Monday, Feb. 11, 1935
Vampire & Son
THE IRON MOTHER--Charles Braibant --Harper ($2.50).
French critics have hailed Charles Braibant for his "wholesome" qualities, have welcomed The Iron Mother because it is a "change" from the pathological novel of Proustian introspection. Yet, for all its vivid phrases, for all its objectivity, for all its wry humor, The Iron Mother welters in a family situation which can hardly be called wholesome and which should be pathological enough to suit even the most exacting of Freudians.
M. Braibant's story is the old one of the vampire mother whose dominating ways kill any nascent sense of independence in her children. The "iron" mother, Marlise Bertaud, gets her tremendous power through avarice. She worships at a strong box, spends her evenings balancing her accounts, is as shrewd as a Chinese banker in lending petty sums and collecting five per cent, no more, no less.

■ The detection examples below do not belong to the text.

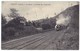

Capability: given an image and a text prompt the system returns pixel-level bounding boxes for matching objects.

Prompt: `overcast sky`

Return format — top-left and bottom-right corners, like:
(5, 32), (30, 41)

(2, 1), (78, 20)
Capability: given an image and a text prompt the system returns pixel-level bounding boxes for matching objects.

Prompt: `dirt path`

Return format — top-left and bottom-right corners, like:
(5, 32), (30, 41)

(2, 31), (64, 50)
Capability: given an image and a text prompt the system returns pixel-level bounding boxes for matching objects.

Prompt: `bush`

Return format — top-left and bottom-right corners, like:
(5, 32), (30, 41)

(42, 24), (51, 30)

Marlise was once a loving wife. But her husband died young, from eating a whole chicken cooked in white wine and three stuffed pigeons at a wedding breakfast, and Marlise was left a fairly well-to-do widow with a 14-year-old son. Her magnificent energy could find only one outlet in mid-19th Century Pargny, that of managing what her husband had left her.
From this point on the worship of the franc dominates the book as it dominated the books of Balzac. Marlise gets an esthetic pleasure out of contemplating her swelling revenues. She cannot walk down a road of Pargny without reflecting that so much of her money is in such-and-such a field, or house, or shop, for she has become the fond owner of a grand assortment of mortgages. When Aime, the growing son, shows that he is a dreamer. Marlise contemptuously excludes him from any knowledge of her own little private banking business. Warned that Aime will not be able to protect the Bertaud property after her death. Marlise is still unable to share her control of monies, mortgages, farmland. She has an instinctive realization that she will outlive her son, who wilts and dies in his 50's without ever daring to tell Marlise of his mistress and his bastard son, Remy.

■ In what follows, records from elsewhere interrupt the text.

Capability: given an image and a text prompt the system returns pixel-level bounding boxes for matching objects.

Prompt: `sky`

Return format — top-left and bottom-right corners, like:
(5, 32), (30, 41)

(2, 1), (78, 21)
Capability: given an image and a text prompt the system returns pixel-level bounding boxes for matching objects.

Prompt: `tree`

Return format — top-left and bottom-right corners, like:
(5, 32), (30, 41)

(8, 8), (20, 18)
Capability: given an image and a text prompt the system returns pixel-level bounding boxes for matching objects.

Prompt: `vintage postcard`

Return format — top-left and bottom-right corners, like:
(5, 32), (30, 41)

Aime will seem pretty much of a nincompoop to the unprejudiced. A youth of many talents (he gives promise, at different times, of succeeding as a sculptor, a medievalist, a writer), he is unable to assert himself long enough to give any of his abilities a chance. He dares not tell Marlise of his mistress. Andree, and their child, for he knows that the "iron"' mother would never permit him to marry anyone as poor as Andree. But Marlise. after Aime's death, recognizes all her own qualities in her illegitimate grandson, forthwith makes him her heir.
The story of The Iron Mother is told by a wise peasant who has been Marlise's admirer and Aime's friend. His complete acceptance of the French way of doing things, of French values, may be what constitutes the "wholesomeness" of the book; at any rate, he never goes out of his way to lecture Marlise for her avarice. If it had not ruined Aime, he would have regarded it as normal.
The peasant-narrator is a philosopher with ideas about everything. He tells what he thinks of the an den regime, of Napoleon, of the bourgeois king. Louis Philippe, of Napoleon III, of the Franco-Prussian war, of the French foreign policy that led to that war, of M. Thiers and the Third Republic, of the Paris Commune, of the changing status of women through all this time. He also expatiates upon the qualities of French soil, wine and scenery in the different provinces surrounding Pargny, which is on the River Aisne. All this gives The Iron Mother, which might have been just another story of a dominating female, a salty, Gallic flavor, which will take U. S. readers into the atmosphere of a culture that is far, far away in spirit. The translation, by Vyvyan Holland, is supple, muscular--French prose rendered in good English prose.